Sem me importar com regras ou etiqueta eu comi o mais rápido que pude, não tinha pressa em ir embora mas tinha fome, uma fome que me fez comer duas vezes e ainda pedir sobremesa. Fazia muito tempo que eu não sentia tanta fome, eu pulava refeições frequentemente e não tinha nenhum compromisso em manter hábitos alimentares saudáveis, a não ser quando chegava perto de ter alguma prova física na corporação.
Comer feito um búfalo deve ter assustado Raquel. Ela ainda estava em seu primeiro prato quando terminei de comer e limpei a boca em guardanapo. Mesmo tentando disfarçar seus olhos eram transparentes, eles nunca a deixariam mentir sem ser descoberta.
- Tem para você também. – Apontei a taça com uma sobremesa de chocolate que eu tinha pedido a mais.
- Obrigada. – Murmurou ela. - Você pode comer se quiser mais.
- Estou satisfeito. – Informei.
Raquel piscou, assentindo devagar como se dissesse que não tinha tanta certeza.

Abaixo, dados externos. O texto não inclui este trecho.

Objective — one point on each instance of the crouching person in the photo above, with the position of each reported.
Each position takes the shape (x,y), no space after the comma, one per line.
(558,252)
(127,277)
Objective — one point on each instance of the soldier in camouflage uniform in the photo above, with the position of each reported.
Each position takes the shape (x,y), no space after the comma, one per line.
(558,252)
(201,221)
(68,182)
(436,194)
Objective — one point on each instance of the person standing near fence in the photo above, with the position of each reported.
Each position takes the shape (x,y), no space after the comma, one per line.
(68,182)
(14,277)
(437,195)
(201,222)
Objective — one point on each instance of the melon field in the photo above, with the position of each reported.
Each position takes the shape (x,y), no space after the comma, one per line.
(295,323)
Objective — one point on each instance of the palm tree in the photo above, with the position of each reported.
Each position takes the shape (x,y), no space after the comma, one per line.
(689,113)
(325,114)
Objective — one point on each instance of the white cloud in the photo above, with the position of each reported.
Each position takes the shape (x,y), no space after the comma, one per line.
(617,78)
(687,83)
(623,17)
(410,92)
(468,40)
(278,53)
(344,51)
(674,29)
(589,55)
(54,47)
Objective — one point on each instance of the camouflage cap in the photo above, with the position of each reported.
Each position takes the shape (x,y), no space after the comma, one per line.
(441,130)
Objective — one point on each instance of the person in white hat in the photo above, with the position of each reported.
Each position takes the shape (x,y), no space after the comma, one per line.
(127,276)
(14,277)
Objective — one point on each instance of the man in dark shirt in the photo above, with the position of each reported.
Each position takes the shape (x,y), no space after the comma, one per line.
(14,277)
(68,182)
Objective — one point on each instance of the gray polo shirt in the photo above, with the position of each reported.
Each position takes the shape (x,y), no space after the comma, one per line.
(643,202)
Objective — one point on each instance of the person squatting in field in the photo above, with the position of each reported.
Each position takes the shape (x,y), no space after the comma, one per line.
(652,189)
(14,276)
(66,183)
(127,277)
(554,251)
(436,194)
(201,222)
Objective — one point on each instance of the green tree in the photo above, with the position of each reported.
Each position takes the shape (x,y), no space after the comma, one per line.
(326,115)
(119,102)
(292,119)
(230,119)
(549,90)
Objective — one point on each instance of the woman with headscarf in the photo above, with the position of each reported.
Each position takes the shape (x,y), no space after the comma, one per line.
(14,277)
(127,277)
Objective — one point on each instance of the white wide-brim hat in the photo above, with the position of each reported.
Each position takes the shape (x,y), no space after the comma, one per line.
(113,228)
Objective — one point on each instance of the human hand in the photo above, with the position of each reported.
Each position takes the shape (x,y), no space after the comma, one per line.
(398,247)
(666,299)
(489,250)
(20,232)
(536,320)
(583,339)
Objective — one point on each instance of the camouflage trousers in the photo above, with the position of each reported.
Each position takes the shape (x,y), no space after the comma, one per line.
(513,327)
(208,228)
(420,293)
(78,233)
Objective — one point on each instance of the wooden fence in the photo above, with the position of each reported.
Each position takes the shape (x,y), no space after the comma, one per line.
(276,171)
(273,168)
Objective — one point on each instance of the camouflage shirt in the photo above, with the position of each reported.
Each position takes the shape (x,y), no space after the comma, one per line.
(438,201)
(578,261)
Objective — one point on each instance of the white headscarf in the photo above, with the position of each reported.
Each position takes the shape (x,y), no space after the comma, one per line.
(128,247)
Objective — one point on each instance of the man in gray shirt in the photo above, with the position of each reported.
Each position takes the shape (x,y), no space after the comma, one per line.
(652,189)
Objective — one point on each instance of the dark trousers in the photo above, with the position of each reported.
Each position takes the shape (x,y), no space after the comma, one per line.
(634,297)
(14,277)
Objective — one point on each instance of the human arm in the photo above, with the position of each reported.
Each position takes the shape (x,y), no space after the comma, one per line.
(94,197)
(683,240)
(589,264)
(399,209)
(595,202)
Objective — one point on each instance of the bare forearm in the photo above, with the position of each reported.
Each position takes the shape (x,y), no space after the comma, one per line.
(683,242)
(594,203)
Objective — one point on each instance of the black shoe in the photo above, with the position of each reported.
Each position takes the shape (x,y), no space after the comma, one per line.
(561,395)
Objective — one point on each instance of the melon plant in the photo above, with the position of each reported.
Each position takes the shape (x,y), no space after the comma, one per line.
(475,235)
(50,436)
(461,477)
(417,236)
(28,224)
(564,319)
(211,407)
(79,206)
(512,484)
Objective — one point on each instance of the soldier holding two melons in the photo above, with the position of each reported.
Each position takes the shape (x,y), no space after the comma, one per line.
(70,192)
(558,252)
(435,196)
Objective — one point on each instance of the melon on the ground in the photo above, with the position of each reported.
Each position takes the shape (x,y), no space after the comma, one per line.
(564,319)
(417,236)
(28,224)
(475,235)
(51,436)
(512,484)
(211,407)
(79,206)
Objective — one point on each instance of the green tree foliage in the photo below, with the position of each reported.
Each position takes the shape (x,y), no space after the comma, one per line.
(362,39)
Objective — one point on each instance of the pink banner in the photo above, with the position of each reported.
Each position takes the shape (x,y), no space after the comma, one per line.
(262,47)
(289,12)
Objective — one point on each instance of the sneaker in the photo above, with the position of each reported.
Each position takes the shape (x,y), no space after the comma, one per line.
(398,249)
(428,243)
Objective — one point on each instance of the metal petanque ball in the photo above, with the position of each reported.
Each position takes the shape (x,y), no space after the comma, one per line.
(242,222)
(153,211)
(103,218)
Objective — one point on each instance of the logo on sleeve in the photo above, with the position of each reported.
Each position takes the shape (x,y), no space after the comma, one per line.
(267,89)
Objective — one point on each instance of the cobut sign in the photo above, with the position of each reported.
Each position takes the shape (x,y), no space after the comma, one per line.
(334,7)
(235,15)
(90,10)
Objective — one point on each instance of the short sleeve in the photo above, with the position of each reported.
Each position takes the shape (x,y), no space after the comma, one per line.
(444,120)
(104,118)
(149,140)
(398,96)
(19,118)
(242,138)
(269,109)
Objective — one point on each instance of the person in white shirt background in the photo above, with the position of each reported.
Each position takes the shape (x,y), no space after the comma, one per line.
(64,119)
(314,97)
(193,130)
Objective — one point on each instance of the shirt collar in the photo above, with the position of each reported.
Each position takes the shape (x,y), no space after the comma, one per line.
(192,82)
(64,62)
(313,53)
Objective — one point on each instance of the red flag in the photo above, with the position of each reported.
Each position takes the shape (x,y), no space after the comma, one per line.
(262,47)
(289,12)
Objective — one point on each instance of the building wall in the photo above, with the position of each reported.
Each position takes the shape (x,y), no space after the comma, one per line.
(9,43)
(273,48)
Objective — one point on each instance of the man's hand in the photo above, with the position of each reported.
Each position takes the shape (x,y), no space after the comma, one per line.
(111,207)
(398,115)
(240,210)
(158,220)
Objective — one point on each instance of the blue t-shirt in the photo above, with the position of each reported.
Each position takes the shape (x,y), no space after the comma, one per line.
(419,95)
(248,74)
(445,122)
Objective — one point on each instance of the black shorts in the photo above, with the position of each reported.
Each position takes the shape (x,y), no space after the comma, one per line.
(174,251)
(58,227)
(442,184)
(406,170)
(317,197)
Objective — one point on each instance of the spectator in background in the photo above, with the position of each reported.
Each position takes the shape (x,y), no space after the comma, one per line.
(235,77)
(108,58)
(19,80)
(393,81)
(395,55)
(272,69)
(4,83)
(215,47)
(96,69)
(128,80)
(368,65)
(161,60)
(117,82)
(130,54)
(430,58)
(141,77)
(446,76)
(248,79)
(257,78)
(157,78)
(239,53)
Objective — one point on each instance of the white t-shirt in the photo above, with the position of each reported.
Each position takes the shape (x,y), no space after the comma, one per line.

Esperei com paciência até que Raquel terminasse a refeição e começasse a sobremesa para questioná-la.
- Lembrou de alguma coisa depois que a deixei no hospital? – A postura de Raquel mudou no momento em que ouviu minha pergunta.
Ela deixou a colher de sobremesa na taça, seus ombros se encolheram tensos e ela negou depois de desviar os olhos.

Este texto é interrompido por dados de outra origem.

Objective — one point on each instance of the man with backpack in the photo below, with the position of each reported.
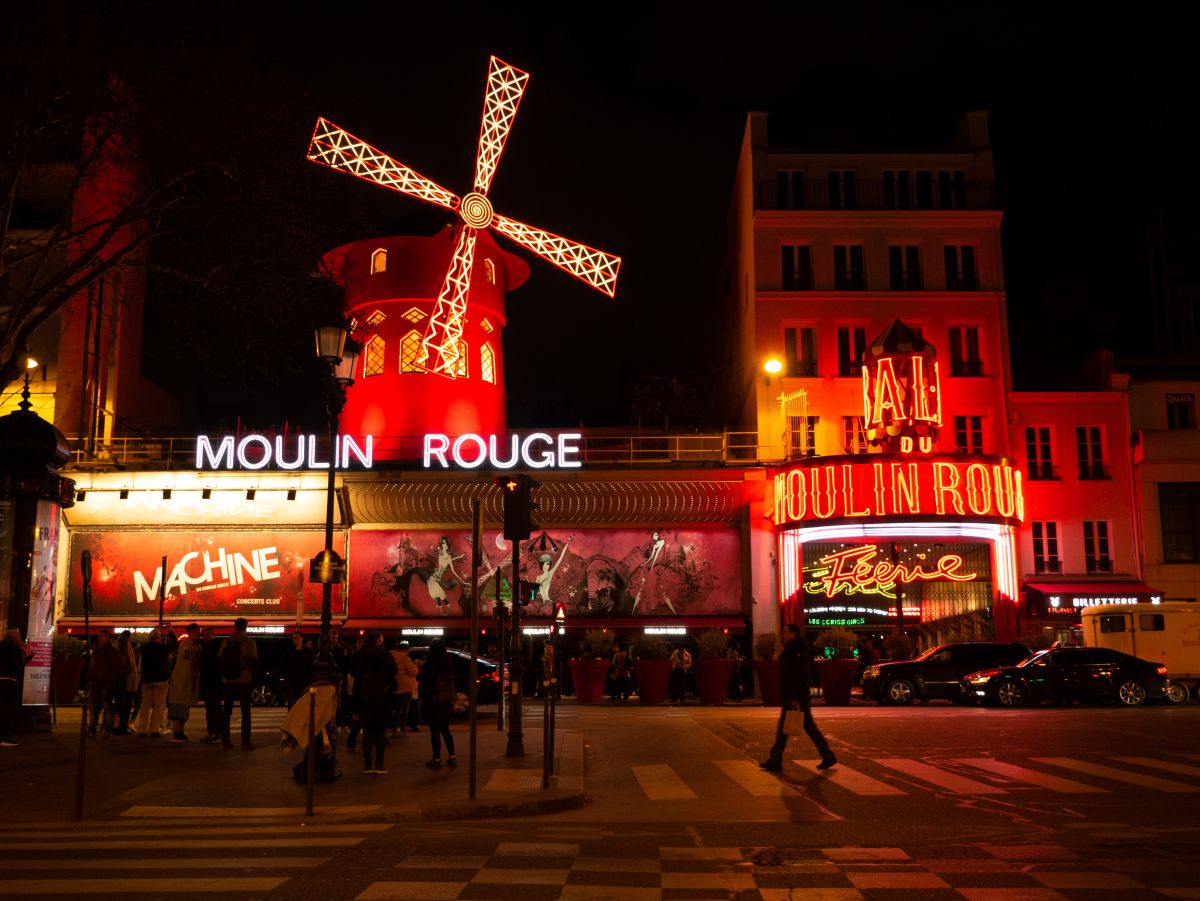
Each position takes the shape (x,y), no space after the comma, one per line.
(239,654)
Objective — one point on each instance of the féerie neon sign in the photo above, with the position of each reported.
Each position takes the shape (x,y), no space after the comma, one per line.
(856,570)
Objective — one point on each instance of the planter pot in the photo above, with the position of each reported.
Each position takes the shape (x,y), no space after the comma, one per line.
(713,679)
(589,677)
(837,679)
(65,674)
(652,680)
(767,672)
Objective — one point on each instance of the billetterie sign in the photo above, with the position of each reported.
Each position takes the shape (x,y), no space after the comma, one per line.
(885,486)
(261,451)
(537,450)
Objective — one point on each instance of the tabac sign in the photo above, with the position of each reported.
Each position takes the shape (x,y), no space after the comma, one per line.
(893,486)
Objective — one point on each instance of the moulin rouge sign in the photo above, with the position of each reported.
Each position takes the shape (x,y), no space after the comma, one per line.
(881,486)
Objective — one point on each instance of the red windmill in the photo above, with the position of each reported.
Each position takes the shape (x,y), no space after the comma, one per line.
(441,343)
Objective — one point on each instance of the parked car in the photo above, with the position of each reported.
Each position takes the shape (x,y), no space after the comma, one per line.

- Escute, Raquel. – Me inclinei para frente, capturando o olhar dela. - Eu interrogo pessoas quase todos os dias, o corpo humano dá uns mil sinais quando contamos uma mentira. Sei exatamente quando estão mentindo para mim então por que não deixa isso de lado e começa a falar a verdade? É o que mínimo que pode fazer depois que eu a coloquei em minha casa, não acha? Não posso morar com alguém de quem não sei nada sobre. Não me importo em te ajudar, mas preciso que seja sincera.
Parece que eu tinha tocado em um ponto sensível, sabia que Raquel se sentia mal por receber remédios, comida e estadia sem pagar com algum valor em dinheiro então usei isso para pedir que contasse a verdade.
- Você estava fugindo de alguma coisa quando entrou na frente do meu carro, ou de alguém. Do que estava fugindo? – A intimidei com o olhar do mesmo jeito que fazia na delegacia.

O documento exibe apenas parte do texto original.